The bill, which enjoyed bipartisan support passed 46-0 in the Senate and 111-29 in the House. However, there are still a few steps that must be taken before Maryland residents will be able to participate in community solar programs through this law. First, Maryland’s new governor Larry Hogan has to sign the bill into law. Once the bill becomes law, it is up to the MD Public Service Commission (PSC) to adopt regulations in order to implement the bill. This will be a critical point, as other community solar legislation has been slowed down at this stage. (DC for example has not yet implemented their community solar program despite legislation passed in 2013; Maryland’s bill gives the PSC a generous full year to determine relevant rates, etc.)
HB 1087 establishes a pilot period, extending three years after the beginning of the program, which is denoted by the first submission of a petition from a subscriber organization, or six months after the PSC adopts the required regulations. Establishing a strong and fair set of regulations is imperative to the permanent success of community solar in Maryland, as the PSC will convene a stakeholder working group following the termination of the pilot program to study the feasibility of establishing a permanent program. The listed deadline for the recommendation from this study is July 1, 2019.
Of course, and unlike in other jurisdictions where community solar has been adopted, the fundamental legal requirements to carry out this business model are already in place – see our Remote Solar blog for more information; however, this legislation may reduce some of the financial risk and regulatory barriers to entry associated with creating such projects.

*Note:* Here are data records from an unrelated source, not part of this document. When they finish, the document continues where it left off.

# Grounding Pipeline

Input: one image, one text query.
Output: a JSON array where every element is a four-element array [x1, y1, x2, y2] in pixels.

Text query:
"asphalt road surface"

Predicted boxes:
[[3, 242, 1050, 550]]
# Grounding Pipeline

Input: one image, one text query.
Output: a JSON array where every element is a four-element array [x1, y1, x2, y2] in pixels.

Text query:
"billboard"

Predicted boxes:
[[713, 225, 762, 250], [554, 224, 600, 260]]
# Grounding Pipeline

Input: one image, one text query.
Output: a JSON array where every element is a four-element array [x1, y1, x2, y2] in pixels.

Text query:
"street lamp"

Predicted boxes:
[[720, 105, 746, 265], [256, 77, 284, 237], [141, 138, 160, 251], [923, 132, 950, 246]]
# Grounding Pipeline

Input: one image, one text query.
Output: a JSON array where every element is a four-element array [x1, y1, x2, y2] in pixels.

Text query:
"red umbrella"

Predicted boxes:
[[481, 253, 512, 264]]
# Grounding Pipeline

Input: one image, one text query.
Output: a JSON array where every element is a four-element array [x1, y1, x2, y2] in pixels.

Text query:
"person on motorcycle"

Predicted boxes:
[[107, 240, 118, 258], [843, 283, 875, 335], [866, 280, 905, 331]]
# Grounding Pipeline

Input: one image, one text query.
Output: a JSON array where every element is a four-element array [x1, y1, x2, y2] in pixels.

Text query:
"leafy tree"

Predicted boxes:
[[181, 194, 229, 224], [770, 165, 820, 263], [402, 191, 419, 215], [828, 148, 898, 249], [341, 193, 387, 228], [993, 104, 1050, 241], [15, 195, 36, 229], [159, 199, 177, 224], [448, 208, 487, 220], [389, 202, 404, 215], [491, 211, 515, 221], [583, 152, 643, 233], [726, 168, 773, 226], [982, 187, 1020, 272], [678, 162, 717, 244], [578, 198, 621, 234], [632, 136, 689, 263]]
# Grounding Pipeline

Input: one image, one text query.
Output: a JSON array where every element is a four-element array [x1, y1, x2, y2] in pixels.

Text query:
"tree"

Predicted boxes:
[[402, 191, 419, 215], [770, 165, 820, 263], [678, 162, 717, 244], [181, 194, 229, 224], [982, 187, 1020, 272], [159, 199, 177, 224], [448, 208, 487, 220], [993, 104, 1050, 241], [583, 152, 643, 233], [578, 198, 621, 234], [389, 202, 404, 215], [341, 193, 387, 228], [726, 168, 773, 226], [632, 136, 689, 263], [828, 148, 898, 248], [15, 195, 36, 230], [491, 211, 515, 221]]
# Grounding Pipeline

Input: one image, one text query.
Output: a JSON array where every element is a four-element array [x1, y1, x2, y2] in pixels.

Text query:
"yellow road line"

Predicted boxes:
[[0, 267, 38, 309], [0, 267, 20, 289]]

Community solar fulfills all three pillars of sustainability: the environment, economy, and social equity. The third pillar, social equity is often overlooked with typical solar projects. Marylanders will not be excluded from access to solar energy because they rent their living space, or live in an area not physically suited for their own solar array. About 32.4% of Americans do not own their homes, so there is certainly a sizable market of Marylanders who have not yet had access to solar. Additionally, lower-income residents will be more able to access solar, as more low-income residents rent, rather than own their properties. As the solar industry continues to grow, it is important to reduce barriers for those who are actively interested in solar, as they will continue to drive the growth of the industry.